Oberbürgermeister Konrad Adenauer trieb die Entwicklung Kölns zum Ausstellungs- und Messestandort maßgeblich voran. Einen Meilenstein stellte hierbei die sechsmonatige Internationale Presse-Ausstellung, kurz PRESSA, dar.

Die PRESSA wurde am 12. Mai 1928 eröffnet und sollte der wachsenden kulturellen und ökonomischen Bedeutung des Zeitungswesens und der Kommunikationstechnik Rechnung tragen.

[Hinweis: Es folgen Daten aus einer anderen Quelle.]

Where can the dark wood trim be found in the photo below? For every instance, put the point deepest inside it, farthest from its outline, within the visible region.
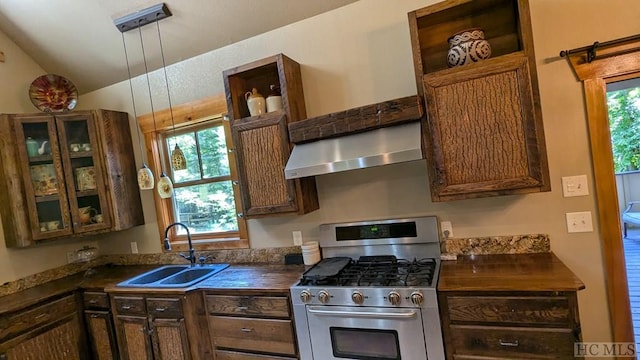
(364, 118)
(595, 75)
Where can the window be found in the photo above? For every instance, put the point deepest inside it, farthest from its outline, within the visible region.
(205, 197)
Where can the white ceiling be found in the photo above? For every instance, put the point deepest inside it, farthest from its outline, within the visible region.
(78, 40)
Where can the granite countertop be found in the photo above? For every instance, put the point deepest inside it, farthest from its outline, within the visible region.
(512, 272)
(265, 278)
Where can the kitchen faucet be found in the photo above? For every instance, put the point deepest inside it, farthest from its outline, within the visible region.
(167, 245)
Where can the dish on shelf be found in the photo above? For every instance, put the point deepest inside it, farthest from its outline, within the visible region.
(53, 93)
(43, 179)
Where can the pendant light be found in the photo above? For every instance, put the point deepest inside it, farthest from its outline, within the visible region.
(165, 186)
(178, 161)
(145, 176)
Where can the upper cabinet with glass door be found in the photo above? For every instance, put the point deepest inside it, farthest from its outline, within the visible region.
(75, 174)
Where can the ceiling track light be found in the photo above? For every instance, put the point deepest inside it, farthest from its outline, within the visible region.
(136, 21)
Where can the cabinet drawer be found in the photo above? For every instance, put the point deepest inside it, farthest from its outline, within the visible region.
(28, 319)
(232, 355)
(265, 306)
(515, 310)
(129, 305)
(263, 335)
(164, 307)
(512, 342)
(93, 299)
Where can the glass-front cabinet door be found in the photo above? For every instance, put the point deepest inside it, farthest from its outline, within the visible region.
(84, 169)
(45, 186)
(64, 182)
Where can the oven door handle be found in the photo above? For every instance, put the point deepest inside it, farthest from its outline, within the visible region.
(369, 314)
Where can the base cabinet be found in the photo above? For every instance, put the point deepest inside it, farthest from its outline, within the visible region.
(161, 327)
(99, 325)
(525, 325)
(251, 327)
(51, 330)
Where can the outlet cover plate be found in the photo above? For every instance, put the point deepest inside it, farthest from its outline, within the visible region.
(575, 186)
(579, 222)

Für die bereits erfolgreiche Kölner Messe war die PRESSA der internationale Durchbruch. Die damals erst vier Jahre bestehenden uneinheitlichen Ausstellungsbauten wurden nach den Entwürfen des Architekten Adolf Abel durch eine Randbebauung mit Turm eingefasst und um das "Staatenhaus" erweitert, in dem die 450 ausländischen Aussteller ihre Exponate präsentierten. Insgesamt nahmen 1.500 Aussteller aus 43 Ländern an der PRESSA teil.

Zur großen Eröffnungsveranstaltung erschienen Regierungsmitglieder und 200 ausländische Diplomaten. Die Messe zählte fünf Millionen Besucher aus aller Welt.